Under Brazil's LGPD, that data-protection layer may operate alongside criminal and civil claims. The legal issue is not only the final synthetic content, but also the unauthorized collection, processing, sharing and storage that made it possible.
This matters for platforms, employers, service providers and other actors that may host, amplify or process the content. Data protection does not replace criminal analysis, but it adds another layer of accountability.
Digital evidence and chain of custody
The article gives special attention to evidence. In a deepfake case, it is not enough to say the content is false. The legal team must preserve files, URLs, metadata, timestamps, screenshots, hashes, access records and distribution traces.
Technical expertise is also essential. Experts may need to analyze compression artifacts, generation patterns, metadata inconsistencies, platform logs and other signs that help distinguish authentic media from synthetic or manipulated media.
A weak evidence strategy can harm both sides: victims may lose the chance to prove authorship and distribution, while accused persons may face unreliable technical claims. Chain of custody protects the integrity of the process.
Legal strategy in urgent cases
In urgent cases, the source text points to takedown requests, de-indexing, preservation of evidence, injunctions, orders directed at repeat accounts and requests for technical records.
Civil remedies may include moral damages and, in some cases, material damages if the content affects contracts, employment, business opportunities or other economic interests.
In criminal proceedings, lawyers must connect the facts to the relevant statutory framework, including the aggravating factor described in the article, while respecting due process and the limits of technical proof.
Platforms and the broader regulatory agenda
Deepfake cases often involve platforms because harm spreads through hosting, sharing, search, recommendation and reposting. The article recognizes that platform responsibility must be analyzed carefully, without turning every moderation dispute into automatic liability.
At the same time, repeated abuse, failure to preserve evidence, ineffective reporting systems or disregard of court orders can become legally significant.
The broader lesson is that deepfake regulation is not only about criminal punishment. It is also about platform governance, safety design, evidence preservation and institutional capacity to respond quickly.
Conclusion
The Brazilian approach described in the source shows how AI-generated media can be absorbed into existing legal categories while still requiring new procedural routines.
For international readers, the important point is not merely that Brazil responded to deepfakes.
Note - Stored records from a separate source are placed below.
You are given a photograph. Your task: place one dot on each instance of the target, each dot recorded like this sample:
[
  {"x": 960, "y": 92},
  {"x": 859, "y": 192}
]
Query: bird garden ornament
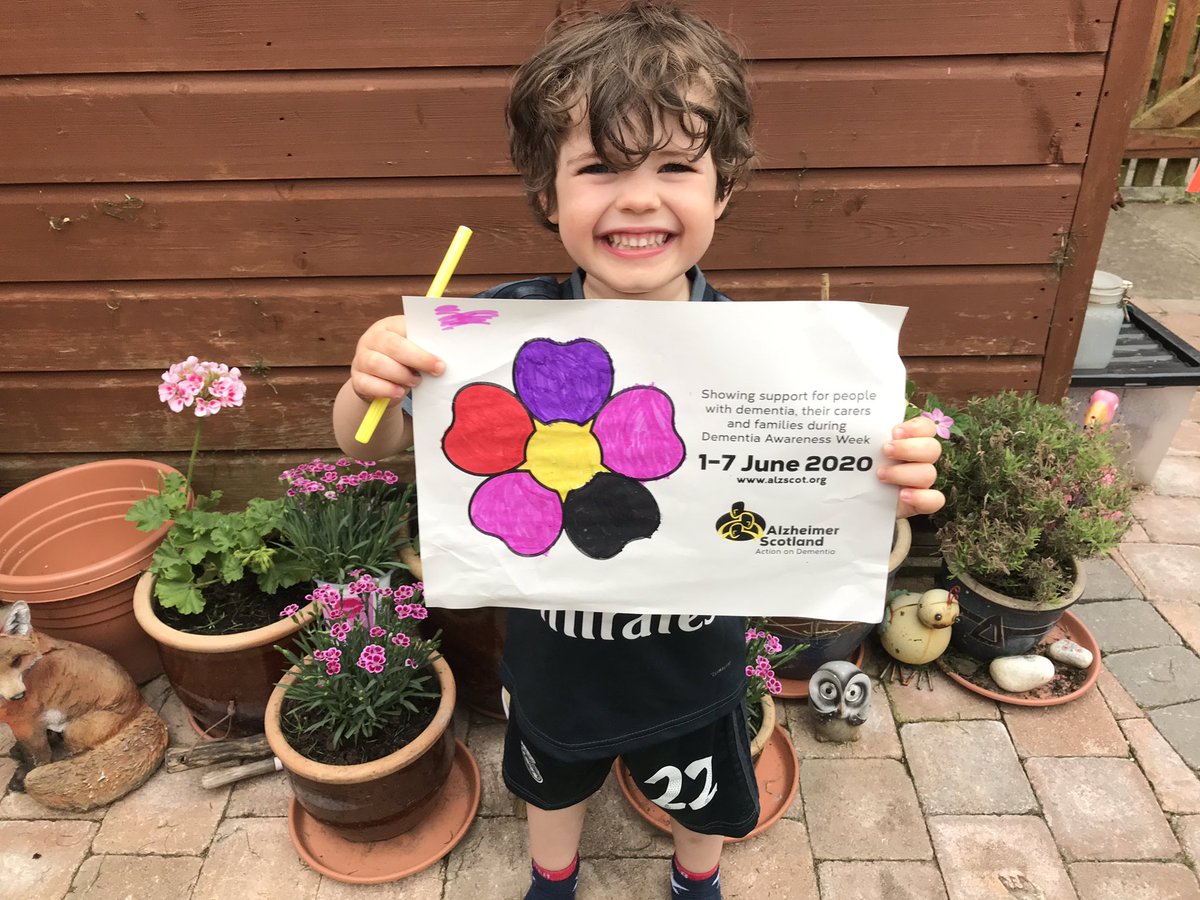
[
  {"x": 840, "y": 699},
  {"x": 916, "y": 630}
]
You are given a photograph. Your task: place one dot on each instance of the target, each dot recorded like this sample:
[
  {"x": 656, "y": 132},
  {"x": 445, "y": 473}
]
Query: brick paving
[{"x": 947, "y": 796}]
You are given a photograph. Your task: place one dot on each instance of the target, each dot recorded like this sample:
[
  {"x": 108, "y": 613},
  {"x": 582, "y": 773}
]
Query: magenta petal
[
  {"x": 637, "y": 436},
  {"x": 520, "y": 511}
]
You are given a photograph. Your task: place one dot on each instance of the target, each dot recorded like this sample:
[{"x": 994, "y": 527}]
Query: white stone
[
  {"x": 1018, "y": 675},
  {"x": 1069, "y": 653}
]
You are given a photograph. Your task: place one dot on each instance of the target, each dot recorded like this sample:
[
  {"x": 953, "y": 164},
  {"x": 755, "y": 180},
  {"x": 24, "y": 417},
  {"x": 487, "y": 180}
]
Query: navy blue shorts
[{"x": 705, "y": 779}]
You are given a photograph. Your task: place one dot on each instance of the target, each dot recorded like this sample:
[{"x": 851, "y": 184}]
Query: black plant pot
[{"x": 991, "y": 624}]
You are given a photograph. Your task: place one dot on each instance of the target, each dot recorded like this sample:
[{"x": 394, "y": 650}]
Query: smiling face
[{"x": 636, "y": 232}]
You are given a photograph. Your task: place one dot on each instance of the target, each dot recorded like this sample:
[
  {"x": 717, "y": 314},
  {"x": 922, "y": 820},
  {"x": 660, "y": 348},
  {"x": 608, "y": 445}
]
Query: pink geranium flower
[{"x": 941, "y": 420}]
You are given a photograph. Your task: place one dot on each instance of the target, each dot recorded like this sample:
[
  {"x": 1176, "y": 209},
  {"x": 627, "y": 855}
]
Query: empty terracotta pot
[{"x": 66, "y": 549}]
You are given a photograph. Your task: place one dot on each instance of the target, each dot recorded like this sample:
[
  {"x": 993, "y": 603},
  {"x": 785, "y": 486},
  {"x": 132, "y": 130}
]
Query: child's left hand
[{"x": 913, "y": 450}]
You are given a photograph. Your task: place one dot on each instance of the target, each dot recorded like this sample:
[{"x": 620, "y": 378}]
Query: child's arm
[
  {"x": 915, "y": 448},
  {"x": 385, "y": 364}
]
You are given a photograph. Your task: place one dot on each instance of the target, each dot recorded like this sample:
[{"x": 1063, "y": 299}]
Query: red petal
[{"x": 489, "y": 432}]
It is that deepfakes force lawyers to connect criminal law, image rights, data protection, platform duties and digital forensics in the same case.
Key takeaways
- The source frames Law No. 15,123/2025 as an aggravating factor for psychological violence against women when AI or technological resources alter image or voice.
- Deepfake harm is not limited to copyright or impersonation. It can attack dignity, autonomy, reputation and emotional integrity.
- Legal response depends on evidence preservation, technical expertise, urgent takedown strategy and careful procedural planning.
- This translation preserves the article's 2025 temporal context and does not update external legal developments beyond the source.
Translation note
Adapted from the Portuguese news analysis. It preserves the 2025 legal context and avoids adding external legal updates.